Typically, we don’t recommend filing for bankruptcy or receivership unless creditors have sued, won a judgment and are at the door to disrupt your operations. Until then, the business can freely negotiate with creditors. Most businesses are a long way away from that point in the current crisis, and the widespread (and likely cascading) nature of the crisis suggests that negotiated solutions will be the order of the day once the dust settles.

However, being organized and getting the right resources in place now will allow you to make strategic decisions that include ongoing consideration of all potential pathways.

How direct and transparent should I be with my stakeholders?

Don’t go out of your way to avoid conversations with creditors or employees, but be careful not to make commitments you can’t fulfill. The best way to deal with lenders and suppliers is to be honest, open, and non-committal. All of us understand that these times have no precedent and we’re all in this together. You will build credibility and enhance trust if you keep any commitments you make and stay in communication with the people who are integral to your operations.

What other options should I be considering?

Businesses throughout Ohio are approaching the pandemic in a number of different ways, which are all suited to their specific operations.

Other strategies to preserve cash and keep the creditors at bay can include direct negotiations with your creditors or more severe steps taken with your workforce, including layoffs, furloughs, or terminations. Those decisions bring different implications and can be complicated, so you should carefully consider how you will structure your remaining workforce as the decision will have important impacts on employees’ unemployment eligibility and benefit amounts.
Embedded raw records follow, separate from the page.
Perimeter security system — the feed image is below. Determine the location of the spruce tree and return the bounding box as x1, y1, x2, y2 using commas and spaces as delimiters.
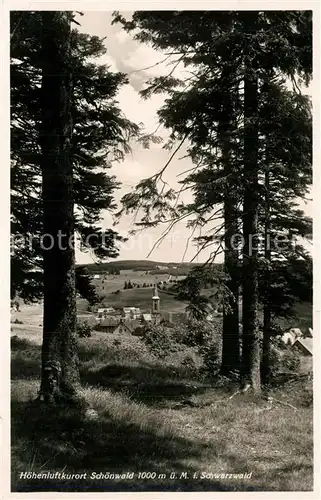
115, 11, 312, 391
10, 11, 140, 301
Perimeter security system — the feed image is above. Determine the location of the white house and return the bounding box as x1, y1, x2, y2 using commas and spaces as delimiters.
281, 328, 303, 345
122, 307, 142, 319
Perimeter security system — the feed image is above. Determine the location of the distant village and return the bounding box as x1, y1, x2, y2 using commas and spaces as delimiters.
89, 284, 222, 333
87, 275, 313, 357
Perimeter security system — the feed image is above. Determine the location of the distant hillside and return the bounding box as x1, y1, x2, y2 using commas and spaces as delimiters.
80, 260, 220, 275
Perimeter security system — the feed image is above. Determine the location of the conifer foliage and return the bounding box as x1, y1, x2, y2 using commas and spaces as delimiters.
114, 7, 312, 392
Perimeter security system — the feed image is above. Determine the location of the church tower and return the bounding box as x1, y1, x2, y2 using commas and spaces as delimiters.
152, 283, 160, 325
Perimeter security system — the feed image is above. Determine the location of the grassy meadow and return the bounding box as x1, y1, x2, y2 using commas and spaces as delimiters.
11, 300, 313, 492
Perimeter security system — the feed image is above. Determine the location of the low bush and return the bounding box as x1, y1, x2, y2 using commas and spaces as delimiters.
76, 321, 93, 338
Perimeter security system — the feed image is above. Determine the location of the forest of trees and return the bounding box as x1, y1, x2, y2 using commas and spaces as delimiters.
11, 11, 312, 402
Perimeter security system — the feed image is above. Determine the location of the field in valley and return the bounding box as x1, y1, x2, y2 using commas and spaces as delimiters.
11, 304, 313, 492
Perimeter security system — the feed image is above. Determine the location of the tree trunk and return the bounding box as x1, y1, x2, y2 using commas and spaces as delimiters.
261, 164, 271, 383
218, 67, 240, 376
242, 11, 261, 392
40, 11, 79, 402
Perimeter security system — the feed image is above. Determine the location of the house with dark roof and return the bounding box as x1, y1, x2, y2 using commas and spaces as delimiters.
96, 317, 140, 334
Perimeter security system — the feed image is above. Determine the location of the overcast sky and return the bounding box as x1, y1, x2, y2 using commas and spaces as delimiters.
76, 11, 311, 263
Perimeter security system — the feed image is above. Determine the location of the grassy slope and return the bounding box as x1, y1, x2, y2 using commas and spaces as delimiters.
100, 288, 187, 312
12, 328, 313, 491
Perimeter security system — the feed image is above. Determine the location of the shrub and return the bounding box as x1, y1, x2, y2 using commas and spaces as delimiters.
200, 342, 221, 377
14, 318, 23, 325
76, 321, 93, 338
270, 345, 300, 379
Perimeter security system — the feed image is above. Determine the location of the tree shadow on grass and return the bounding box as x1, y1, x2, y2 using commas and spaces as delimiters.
11, 336, 41, 380
12, 402, 257, 492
Every day, the state and federal governments are announcing solutions and relief for workers and businesses, some of which will likely not be helpful as a practical matter, but some of which might . And although it won’t apply to many employers, the State of Ohio also has a SharedWork program that is available to employers who may otherwise be laying off their full-time hourly staff, subject to certain income criteria.

How can we help?

Bankruptcy is the last resort and we work to keep clients out of it by helping them restructure, reduce or workout their debt obligations with their creditors. This often begins with a process of prioritizing debt obligations and analyzing which creditors to pay, which to defer and which to approach with negotiations.

There are a number of other strategies that may make sense for you, and our team is available to discuss all potential options.


To recap, there are a number of key actions that should be taken by any business dealing with a serious financial hardship, considering restructuring or potentially facing a bankruptcy filing:

  1. Create an 8-12 week cash flow forecast and creditor matrix that can be updated quickly and easily.
  2. Make a detailed list of your AR and be cognizant of the likelihood that payment will be extended.
  3. Keep your insurance up to date.
  4. Timely file your taxes (even if you can’t pay the associated liability right now).
  5. Stay abreast of government programs and resources for struggling businesses, including SBA loans, as they come online in the coming days and weeks.
  6. Consider potential restructuring options in concert with your creditors and business advisors.
  7. Weigh different workforce reduction options.
  8. Prepare for a significant amount of work throughout the process.